One thing scientists do know is that the likelihood of achieving sustained control is higher if people start antiretroviral treatment soon after infection, when their immune systems are still intact and their viral reservoirs are small.
But post-treatment control can occur even in people who started taking antiretrovirals a long time after they were initially infected: a group known as chronically infected patients. “It just happens less often,” Blankson says. “So it’s possible the strategies that are involved in these studies will also apply to patients who are chronically infected.”
A particularly promising finding of the RIO trial was that the antibodies also affected dormant HIV hiding out in some cells. These reservoirs are how the virus rebounds when people stop treatment, and antibodies aren’t thought to touch them. Researchers speculate that the T cells boosted by the antibodies can recognize and kill latently infected cells that display even trace amounts of HIV on their surface.
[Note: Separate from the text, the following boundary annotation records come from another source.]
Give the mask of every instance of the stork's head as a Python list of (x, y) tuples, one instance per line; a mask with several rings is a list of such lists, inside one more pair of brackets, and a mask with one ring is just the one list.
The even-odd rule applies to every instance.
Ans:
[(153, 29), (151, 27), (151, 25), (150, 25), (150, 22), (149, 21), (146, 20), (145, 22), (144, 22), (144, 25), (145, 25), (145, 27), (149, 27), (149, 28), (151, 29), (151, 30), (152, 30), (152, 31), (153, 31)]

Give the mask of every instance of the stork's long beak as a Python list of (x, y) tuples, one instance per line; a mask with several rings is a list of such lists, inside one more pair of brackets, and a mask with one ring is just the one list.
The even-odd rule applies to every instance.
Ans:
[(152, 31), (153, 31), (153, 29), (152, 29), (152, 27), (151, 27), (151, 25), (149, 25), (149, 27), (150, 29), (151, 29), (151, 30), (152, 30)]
The FRESH intervention, meanwhile, targeted the stubborn HIV reservoirs more directly through incorporating another drug, called vesatolimod. It’s designed to stimulate immune cells to respond to the HIV threat, and hopefully to “shock” dormant HIV particles out of hiding. Once that happens, the immune system, with the help of the antibodies, can recognize and kill them.
The results of FRESH are exciting, Ndung’u says, “because it might indicate that this regimen worked, to an extent. Because this was a small study, it’s difficult to, obviously, make very hard conclusions.” His team is still investigating the data.
Once he secures funding, Ndung’u aims to run a larger South Africa-based trial including chronically infected individuals. Fidler’s team, meanwhile, is recruiting for a third arm of RIO to try to determine whether pausing antiretroviral treatment for longer before administering the antibodies prompts a stronger immune response.
A related UK-based trial, called AbVax, will add a T-cell-stimulating drug to the mix to see whether it enhances the long-lasting, vaccine-like effect of the antibodies. “It could be that combining different approaches enhances different bits of the immune system, and that’s the way forward,” says Fidler, who is a co-principal investigator on that study.
For now, Fidler and Ndung’u will continue to track the virally suppressed participants — who, for the first time since they received their HIV diagnoses, are living free from the demands of daily treatment.